Immunoterapia, sperimentato nuovo farmaco che ne aumenta l’efficacia


L’immunoterapia, nel trattamento dei tumori, è efficace solo in una minoranza di casi: uno studio condotto negli Stati Uniti presso il Columbia University Medical Center, tuttavia, rivela come un comune vasodilatatore possa aumentare le probabilità di successo della terapia.

Secondo quanto emerso dallo studio, pubblicato nei giorni scorsi online dalla rivista scientifica Cell, la pentoxifillina sarebbe in grado di aumentare l’efficacia degli inibitori di checkpoint, fra i farmaci immunoterapici più comuni nel trattamento del melanoma e altri tumori.

Gli inibitori di checkpoint immunitario, approvati per l’uso clinico fin dal 2011, agiscono su specifiche proteine delle cellule tumorali che impediscono ai linfociti T di attaccare il tumore stesso. Pur avendo rivoluzionato i trattamenti oncologici, non sono sempre efficaci: gli autori dello studio ricordano che nel melanoma avanzato il tasso di successo della terapia si aggira al 20%. Per il restante 80%, i ricercatori hanno ipotizzato la presenza di un altro meccanismo che contribuisce alla soppressione immunitaria.

Nello specifico, l’ipotesi riguarda i linfociti T-regolatori: abbondanti in numerosi tipi di tumore, queste cellule giocano un ruolo importante nell’equilibrio del sistema immunitario. «Una possibile terapia consisterebbe nel liberarsi totalmente dei T-regolatori», spiegano i ricercatori, «ma disattivarli completamente scatenerebbe un attacco contro i tessuti e gli organi sani del corpo».

Una tesi, questa, corroborata da un altro studio pubblicato su Immunity, nel quale si dimostra che la disattivazione totale dei linfociti T-regolatori provoca nei modelli animali reazioni autoimmuni diffuse e letali. Solo attraverso un’inibizione parziale, ottenuta attraverso la rimozione di una specifica proteina nota come c-Rel, è possibile evitare reazioni autoimmuni simili. In questo nuovo studio, gli autori provano che queste cellule “inibite” sono incapaci di proteggere in alcun modo le cellule tumorali. Di conseguenza, quando viene bloccata la proteina c-Rel, i linfociti T possono attaccare il tumore in maniera più efficace.

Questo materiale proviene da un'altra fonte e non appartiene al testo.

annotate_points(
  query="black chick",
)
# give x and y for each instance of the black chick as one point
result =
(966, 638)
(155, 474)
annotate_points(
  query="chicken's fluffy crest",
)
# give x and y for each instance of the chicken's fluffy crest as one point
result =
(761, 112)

La pentoxifillina, un comune vasodilatatore usato soprattutto per migliorare la circolazione periferica, è nota anche per essere un inibitore specifico della proteina c-Rel. Sperimentata su modello animale in combinazione con inibitori di checkpoint, la terapia ha ridotto il peso tumorale del melanoma in misura maggiore rispetto alla terapia standard.

Il prossimo passo della ricerca consisterà nell’approntare i primi trial clinici su esseri umani: in caso di successo, dichiarano gli autori, gli inibitori di c-Rel potrebbero diventare presto parte della terapia standard.